The closest I’ve been to owning a KISS Principle vehicle was a brand new 1962 VW Beetle. It was simple: no power windows, no cruise control, no heated seats, no remote start, no remote door unlock, no air-conditioning… Seven years and many miles later I replaced it with a VW 1600 Squareback. It too followed the KISS Principle.
Both were affordable to buy, good on fuel economy and free of frills.
Unfortunately, some of the hills en route to my trips to California challenged the Beetle’s barely adequate four-cylinder engine: fourth gear, shift down to third, down to second… The air directed inward by the triangular vent window just provided Arizona in July heat, but no real cooling, especially in gridlock LA traffic jams. Theoretically, it was equipped with a heating and defrosting system, barely adequate only at highway speeds. Entertainment system was a little transistor radio sitting on the seat beside me. Yes, there was room left for some improvements.

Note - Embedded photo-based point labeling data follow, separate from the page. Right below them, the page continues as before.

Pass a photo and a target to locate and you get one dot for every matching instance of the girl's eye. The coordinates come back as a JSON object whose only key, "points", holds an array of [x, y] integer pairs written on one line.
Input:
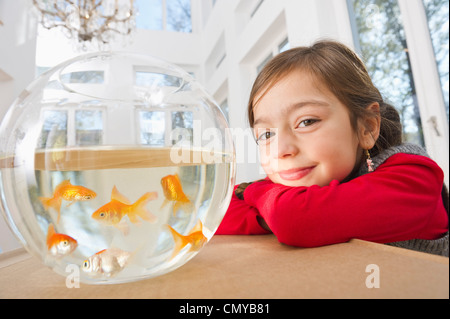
{"points": [[307, 122], [264, 137]]}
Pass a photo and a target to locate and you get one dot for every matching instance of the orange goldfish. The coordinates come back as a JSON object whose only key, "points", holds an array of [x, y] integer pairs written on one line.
{"points": [[59, 244], [173, 191], [71, 193], [119, 206], [106, 262], [195, 238]]}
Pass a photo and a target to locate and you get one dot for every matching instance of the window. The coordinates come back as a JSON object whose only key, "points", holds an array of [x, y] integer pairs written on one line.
{"points": [[149, 79], [225, 110], [182, 128], [69, 126], [155, 131], [54, 129], [84, 77], [152, 128], [88, 127], [437, 12], [256, 8], [170, 15], [382, 42]]}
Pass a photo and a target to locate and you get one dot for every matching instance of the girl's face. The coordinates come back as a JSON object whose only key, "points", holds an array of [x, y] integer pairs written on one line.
{"points": [[304, 133]]}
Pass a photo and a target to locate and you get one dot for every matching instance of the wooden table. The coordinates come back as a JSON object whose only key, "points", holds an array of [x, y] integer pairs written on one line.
{"points": [[255, 267]]}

I only have second-hand experience with 2021 automotive technology, as the vehicles I drive are now 14 and 26 years of age – but paid for. Repairs are still costing less than new car payments.
So far, I’ve resisted the siren call of Sirius satellite radio, heated steering wheel, power-adjustable seats, lane alert, parking assist, nagging service advisories, automatic headlight dimmers… The only bells and whistles that I don’t find too offensive are the ding, ding, ding…reminding my passengers to buckle up and the whistle that reminds me that my window is just a wee bit open.
I’ve been in cars that nag, “The door is ajar!” I’m absolutely sure it’s not a jar. It’s just a door, not a jar. A car door is something much bigger than a jar. A car door has hinges, a lock and a handle. Its only resemblance to a jar is that it has glass as a major component.
The military have a term called ‘Mission Creep’. If the goal is to takeout the enemy’s airfield, don’t go demolish the adjacent city just because you have some bombs left over. As far as automobiles are concerned, auto designers, manufacturers and marketers have lost sight of the objective that der Führer had for the people’s car: simple, affordable and efficient.
If you’re a car salesman, don’t call me unless you have a reliable and affordable vehicle that can replace our VW Eurovan, or my modest size Mazda pickup.